Lediglich das Hauptrestaurant mit Service am Platz – Tsar’s Palace – wirkt mit seiner goldenen Dekoration und den russischen Eiern noch ein wenig wie aus einer anderen Zeit. Hier geht es auch nicht ganz so „freestyle“zu, wie auf dem Rest des Schiffs: Am Abend wird vom Herren ein Hemdkragen erwartet, ebenso im französischen Spezialitätenrestaurant Le Bistro.
Beim Captain’s Welcome am ersten Seetag heißt das Motto „Dress up or not“. Genau so wird es auch ausgelegt – ein bunter Stilmix vom Us-amerikanischen Abendkleid bis zum australischen Strandoutfit. In der stilistischen Vielfalt spiegelt sich auch der Passagiermix wieder: 870 Us-amerikaner, 515 Australier und 220 Kanadier treffen auf 152 Japaner, 134 Briten, 114 Chinesen und 75 Deutsche.
Auf den nachfolgenden Reisen erwartet Hotelmanager Steven Jacobsen mit Beginn der Sommerferien deutlich mehr australische Familien.
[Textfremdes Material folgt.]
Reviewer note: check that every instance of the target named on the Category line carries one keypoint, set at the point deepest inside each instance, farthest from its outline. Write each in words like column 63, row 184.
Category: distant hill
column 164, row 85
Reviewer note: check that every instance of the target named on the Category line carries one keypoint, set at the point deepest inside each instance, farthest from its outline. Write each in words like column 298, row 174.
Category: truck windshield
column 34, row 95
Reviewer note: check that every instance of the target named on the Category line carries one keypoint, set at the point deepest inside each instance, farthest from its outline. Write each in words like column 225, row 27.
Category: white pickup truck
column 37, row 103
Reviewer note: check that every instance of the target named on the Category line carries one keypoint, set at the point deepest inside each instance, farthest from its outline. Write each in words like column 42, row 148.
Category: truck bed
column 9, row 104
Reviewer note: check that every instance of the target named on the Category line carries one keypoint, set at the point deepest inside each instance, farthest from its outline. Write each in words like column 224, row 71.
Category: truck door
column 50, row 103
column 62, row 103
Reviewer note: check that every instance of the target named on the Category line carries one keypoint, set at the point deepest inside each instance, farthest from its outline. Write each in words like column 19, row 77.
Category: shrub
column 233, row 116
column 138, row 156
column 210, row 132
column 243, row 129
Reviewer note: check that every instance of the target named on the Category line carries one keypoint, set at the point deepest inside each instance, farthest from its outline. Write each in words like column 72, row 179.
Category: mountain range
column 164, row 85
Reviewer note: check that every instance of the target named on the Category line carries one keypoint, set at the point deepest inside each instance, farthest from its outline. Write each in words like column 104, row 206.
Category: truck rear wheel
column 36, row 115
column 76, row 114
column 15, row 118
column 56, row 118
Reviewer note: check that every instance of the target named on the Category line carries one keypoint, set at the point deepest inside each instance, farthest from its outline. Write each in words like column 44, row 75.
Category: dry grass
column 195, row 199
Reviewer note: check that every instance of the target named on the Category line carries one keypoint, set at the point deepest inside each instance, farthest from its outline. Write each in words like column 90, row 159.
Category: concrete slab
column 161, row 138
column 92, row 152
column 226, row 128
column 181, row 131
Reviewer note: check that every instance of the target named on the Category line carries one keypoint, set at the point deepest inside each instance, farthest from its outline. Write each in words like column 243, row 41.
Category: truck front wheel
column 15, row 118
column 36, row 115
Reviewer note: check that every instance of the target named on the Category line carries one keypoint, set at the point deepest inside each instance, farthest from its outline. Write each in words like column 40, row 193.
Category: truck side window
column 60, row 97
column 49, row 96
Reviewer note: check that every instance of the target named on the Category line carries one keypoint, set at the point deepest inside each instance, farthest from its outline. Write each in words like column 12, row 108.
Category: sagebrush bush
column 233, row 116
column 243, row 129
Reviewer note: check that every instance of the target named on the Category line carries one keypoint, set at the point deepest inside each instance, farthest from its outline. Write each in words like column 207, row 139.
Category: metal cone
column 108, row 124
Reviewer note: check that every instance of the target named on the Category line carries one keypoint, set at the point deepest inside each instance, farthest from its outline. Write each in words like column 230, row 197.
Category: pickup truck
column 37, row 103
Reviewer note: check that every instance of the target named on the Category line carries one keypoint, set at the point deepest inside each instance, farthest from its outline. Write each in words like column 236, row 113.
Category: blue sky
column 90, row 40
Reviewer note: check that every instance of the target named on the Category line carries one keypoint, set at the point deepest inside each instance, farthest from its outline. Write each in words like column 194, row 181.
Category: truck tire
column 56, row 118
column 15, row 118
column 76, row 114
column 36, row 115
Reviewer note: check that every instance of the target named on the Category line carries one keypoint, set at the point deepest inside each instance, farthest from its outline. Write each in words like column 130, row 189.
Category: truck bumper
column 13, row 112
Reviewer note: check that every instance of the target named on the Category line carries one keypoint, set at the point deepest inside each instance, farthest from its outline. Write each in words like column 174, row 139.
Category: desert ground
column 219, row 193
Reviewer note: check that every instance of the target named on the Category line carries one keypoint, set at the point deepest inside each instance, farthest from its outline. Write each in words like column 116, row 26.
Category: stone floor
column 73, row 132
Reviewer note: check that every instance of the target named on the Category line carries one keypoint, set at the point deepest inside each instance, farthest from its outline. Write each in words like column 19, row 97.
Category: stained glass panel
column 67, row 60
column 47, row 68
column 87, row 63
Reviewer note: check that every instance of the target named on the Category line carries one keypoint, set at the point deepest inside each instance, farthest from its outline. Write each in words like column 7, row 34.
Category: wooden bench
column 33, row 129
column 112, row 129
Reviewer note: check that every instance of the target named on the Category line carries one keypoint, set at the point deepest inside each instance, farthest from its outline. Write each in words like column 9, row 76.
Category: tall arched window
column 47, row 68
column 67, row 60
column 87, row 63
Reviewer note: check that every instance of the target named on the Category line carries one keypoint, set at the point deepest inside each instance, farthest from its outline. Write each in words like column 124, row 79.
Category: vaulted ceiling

Es gäbe schon unterschiedliche Konsumgewohnheiten. „Auf der letzten Reise hatten wir 450 Deutsche an Bord, da haben wir dann auch deutsche Büfetts aufgebaut. Bier und Fleisch waren gefragt. Die Australier hingegen präferieren oft Wein und Pies. Und die Amerikaner essen lieber früh am Abend.“
IT’S SHOWTIME!
Die Deutschen schaffen es in den ersten Tagen nicht zur späten Showtime. Ist man eigentlich zu früh müde oder zu spät müde, wenn die Zeitverschiebung elf Stunden beträgt?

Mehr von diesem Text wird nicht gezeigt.